Of course, this only works if you keep things clean along the way. In Drawpile, all the commits are reasonably small, they’re kept in a linear sequence and (almost) every commit can be built and tested individually. If you allow your commit history to become a twisting maze of branches, let your commits become huge or have commits that you can’t build and test, then this doesn’t work anymore. If you’re a software developer, you probably heard stuff like “keep commits small” and “every commit must build” as mantras or “keep history linear” as an opinion thrown around, but rarely is there a tangible reason given for those. Well, bisection is one of the big reasons, it lets you use your history as a tool to track down mysterious problems.

Anyway, back to the topic. So how can audio of all things cause layer reordering and file dialogs to stop working? Well, because the audio system, drag and drop and file dialogs are all functions provided in Windows. And somehow the audio system corrupted itself so hard that those other Windows functions also stopped working. Specifically, it was the WASAPI audio system, which was introduced in Windows 10. The fix was simple: just disable WASAPI and let miniaudio use some other audio system instead. Windows has plenty of them, so now it usually uses DirectSound. I think this fixes everything now, finally. Quite a lot for some bloops though.

Mac Things

After some calls to Apple’s support, I was now finally able to create a developer account with them and have applied to their developer program. That application is currently waiting to be reviewed by them, not sure how long that’ll take. Since Drawpile now has a non-profit organization behind it, membership should be free and would mean that you no longer have to jump through hoops to get Drawpile running on macOS. It does not change the situation on iPhone and iPad, Apple does not allow public software like Drawpile on their store.

I’ve also been able to secure an old Macbook, with which I can now build Drawpile versions for old macOS versions before Monterey. It also lets me test stuff on macOS myself now, at least on this old version of it. I’ve already fixed some things about the menu, which has some weird quirks compared to other operating systems, and made the hardware renderer work on it.

Pixel Art Input

Drawpile does a lot of processing to inputs coming from your tablet, like smoothing out the positions, making a clean curve, stabilizing the brush and ignoring sub-pixel jitter. That’s generally good and necessary to make your lines come out smooth.

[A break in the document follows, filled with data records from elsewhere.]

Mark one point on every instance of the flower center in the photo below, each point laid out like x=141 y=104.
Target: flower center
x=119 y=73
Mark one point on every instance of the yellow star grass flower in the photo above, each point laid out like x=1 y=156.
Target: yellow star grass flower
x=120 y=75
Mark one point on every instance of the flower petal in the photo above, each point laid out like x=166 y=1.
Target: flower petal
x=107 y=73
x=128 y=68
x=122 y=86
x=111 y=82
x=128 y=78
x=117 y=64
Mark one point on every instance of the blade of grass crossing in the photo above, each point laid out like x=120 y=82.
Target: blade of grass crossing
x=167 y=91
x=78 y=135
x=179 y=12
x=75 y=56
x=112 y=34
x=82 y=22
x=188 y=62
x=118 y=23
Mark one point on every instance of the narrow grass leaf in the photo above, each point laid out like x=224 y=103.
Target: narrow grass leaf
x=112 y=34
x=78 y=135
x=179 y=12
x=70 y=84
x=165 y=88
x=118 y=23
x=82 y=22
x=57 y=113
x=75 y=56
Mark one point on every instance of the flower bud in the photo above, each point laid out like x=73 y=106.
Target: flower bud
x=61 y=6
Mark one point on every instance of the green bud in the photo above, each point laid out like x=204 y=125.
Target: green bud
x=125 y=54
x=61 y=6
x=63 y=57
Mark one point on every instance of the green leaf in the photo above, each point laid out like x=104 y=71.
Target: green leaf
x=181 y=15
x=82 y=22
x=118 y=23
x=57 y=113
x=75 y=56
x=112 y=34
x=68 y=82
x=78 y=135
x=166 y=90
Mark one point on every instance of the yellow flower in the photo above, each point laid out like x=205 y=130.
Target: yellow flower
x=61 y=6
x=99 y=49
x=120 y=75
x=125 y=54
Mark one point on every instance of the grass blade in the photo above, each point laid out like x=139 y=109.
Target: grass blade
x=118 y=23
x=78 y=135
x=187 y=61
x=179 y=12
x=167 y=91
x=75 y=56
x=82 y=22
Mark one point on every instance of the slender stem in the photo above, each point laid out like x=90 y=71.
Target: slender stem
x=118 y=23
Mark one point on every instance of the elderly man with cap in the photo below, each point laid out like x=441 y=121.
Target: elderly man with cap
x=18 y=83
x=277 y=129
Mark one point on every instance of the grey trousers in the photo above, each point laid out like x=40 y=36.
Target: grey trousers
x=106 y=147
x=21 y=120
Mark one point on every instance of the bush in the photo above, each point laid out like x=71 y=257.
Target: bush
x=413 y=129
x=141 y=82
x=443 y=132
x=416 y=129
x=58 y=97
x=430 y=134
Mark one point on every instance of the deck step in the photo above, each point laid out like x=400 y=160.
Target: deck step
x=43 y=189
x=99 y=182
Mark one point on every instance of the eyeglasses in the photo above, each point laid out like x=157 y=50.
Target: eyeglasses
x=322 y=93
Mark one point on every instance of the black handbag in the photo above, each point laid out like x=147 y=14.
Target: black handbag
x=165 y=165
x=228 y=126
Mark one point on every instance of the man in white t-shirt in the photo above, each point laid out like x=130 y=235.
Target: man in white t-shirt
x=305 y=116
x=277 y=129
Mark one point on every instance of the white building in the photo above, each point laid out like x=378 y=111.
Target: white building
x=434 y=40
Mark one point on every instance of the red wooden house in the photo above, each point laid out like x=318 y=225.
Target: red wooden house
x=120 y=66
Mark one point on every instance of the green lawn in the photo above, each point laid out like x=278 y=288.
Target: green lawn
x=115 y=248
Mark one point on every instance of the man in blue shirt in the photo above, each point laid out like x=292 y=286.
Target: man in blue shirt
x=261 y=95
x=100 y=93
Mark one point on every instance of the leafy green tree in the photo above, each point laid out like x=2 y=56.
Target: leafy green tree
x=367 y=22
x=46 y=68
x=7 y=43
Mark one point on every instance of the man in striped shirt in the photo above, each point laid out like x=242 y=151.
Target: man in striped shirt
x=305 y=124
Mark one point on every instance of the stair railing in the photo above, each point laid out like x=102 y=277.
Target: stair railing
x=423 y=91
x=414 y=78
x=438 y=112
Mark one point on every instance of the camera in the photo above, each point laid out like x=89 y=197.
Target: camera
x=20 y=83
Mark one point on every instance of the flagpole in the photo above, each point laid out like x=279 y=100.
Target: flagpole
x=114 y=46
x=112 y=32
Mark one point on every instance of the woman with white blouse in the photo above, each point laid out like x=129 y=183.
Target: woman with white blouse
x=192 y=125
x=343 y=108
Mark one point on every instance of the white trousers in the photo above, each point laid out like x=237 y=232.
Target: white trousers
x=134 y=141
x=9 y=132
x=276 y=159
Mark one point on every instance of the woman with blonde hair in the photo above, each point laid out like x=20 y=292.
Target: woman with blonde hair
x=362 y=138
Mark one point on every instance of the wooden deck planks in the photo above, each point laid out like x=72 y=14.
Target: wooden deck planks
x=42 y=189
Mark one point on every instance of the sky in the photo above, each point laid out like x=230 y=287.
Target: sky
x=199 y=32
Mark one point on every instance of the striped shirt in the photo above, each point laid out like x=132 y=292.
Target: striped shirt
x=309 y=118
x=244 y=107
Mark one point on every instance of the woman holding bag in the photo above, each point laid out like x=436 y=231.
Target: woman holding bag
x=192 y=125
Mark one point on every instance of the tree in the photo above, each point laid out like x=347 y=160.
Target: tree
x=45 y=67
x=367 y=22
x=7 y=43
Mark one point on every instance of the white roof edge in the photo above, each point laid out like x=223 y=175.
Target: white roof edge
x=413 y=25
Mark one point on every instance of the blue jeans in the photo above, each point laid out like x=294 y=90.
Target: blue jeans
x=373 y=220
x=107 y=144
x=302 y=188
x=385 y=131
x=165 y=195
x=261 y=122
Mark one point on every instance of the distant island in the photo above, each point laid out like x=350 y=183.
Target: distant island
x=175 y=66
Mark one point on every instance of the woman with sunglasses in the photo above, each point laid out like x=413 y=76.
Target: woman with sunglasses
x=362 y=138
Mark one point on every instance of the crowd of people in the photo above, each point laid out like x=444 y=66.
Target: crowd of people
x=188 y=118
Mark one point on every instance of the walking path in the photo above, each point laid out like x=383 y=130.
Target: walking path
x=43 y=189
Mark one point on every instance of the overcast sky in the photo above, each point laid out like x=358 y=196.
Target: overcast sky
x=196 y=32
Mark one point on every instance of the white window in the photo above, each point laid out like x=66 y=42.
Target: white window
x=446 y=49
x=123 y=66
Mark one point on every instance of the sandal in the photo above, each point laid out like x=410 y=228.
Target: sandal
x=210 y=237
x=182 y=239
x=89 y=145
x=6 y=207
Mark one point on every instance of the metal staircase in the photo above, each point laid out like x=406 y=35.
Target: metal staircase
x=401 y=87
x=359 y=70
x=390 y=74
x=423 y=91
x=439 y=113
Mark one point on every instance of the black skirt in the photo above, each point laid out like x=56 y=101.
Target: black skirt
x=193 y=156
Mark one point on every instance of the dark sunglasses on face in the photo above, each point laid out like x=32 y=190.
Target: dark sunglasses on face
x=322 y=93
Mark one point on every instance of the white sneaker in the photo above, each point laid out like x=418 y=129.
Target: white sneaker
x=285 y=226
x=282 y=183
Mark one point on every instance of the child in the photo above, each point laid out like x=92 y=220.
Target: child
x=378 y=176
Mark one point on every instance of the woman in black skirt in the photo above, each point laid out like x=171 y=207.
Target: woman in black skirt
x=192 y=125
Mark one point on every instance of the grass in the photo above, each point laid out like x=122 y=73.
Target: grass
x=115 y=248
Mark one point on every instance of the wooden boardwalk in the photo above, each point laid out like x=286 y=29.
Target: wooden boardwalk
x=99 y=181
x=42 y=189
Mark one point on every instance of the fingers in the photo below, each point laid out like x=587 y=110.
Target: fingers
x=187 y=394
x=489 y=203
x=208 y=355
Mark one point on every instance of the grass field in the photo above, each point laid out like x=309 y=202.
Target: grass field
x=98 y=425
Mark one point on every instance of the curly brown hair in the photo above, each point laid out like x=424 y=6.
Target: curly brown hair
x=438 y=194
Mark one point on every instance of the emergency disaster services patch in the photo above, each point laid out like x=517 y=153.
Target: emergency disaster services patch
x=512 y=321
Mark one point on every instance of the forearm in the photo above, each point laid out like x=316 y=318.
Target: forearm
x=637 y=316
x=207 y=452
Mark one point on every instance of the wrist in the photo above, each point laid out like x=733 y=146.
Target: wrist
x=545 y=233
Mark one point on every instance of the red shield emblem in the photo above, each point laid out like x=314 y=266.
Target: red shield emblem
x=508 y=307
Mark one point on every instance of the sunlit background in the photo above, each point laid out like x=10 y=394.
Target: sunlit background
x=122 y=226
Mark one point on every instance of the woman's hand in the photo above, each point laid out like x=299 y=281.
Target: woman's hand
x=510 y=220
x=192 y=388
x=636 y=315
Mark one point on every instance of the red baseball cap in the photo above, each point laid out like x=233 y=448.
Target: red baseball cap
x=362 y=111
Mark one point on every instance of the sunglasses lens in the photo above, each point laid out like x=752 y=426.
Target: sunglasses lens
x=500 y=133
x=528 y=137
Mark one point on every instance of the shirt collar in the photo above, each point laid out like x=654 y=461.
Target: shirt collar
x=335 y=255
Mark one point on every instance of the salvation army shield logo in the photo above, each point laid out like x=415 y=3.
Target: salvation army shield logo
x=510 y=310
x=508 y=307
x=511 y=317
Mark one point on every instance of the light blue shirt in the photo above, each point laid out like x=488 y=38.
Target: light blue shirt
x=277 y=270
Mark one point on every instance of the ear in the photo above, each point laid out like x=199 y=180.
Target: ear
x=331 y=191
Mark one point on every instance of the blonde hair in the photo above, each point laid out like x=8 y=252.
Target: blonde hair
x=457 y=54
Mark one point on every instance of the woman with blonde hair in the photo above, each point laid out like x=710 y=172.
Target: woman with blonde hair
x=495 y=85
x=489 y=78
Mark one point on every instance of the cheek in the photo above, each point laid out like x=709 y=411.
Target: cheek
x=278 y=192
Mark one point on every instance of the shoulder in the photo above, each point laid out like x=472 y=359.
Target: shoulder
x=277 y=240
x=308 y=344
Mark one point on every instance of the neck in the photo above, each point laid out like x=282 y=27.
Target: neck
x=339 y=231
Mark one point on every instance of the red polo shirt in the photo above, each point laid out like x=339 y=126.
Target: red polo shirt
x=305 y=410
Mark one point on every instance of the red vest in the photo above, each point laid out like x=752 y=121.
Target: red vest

For pixel art (like, spritework, where you poke at individual pixels with a mouse, not just drawing with a binary brush) that stuff gets in the way though. Here you mostly just want to place pixels wherever you click and not have it get intercepted in any way. And sure, you could turn off most of this stuff in the input settings, but then you’d have to change your settings a lot.

So there’s now a “pixel art input” setting for round and square pixel brushes. It’ll turn off all the smoothing, stabilization and compensation, letting you place pixels instantly. It’s not available for MyPaint brushes, since those do even more processing on brush strokes that I’m not sure if it’s possible to turn off without breaking the brush engine in half. Although for single-pixel brushes, there’s not much reason to use MyPaint brushes I think.

This was reported by Nilifin on GitHub and developed with testing and help from Ben and dAVePAGE.

Minor Additions and Bugfixes

Putting labels on blank brush thumbnails now works. This was reported by hipofiz on Discord.

You can no longer toggle alpha lock on your eraser tool or slot, which would make it not an eraser anymore.

Exporting animated WEBP with transparency now properly unpremultiplies alpha. Previously it would cause partially transparent pixels to tend toward black.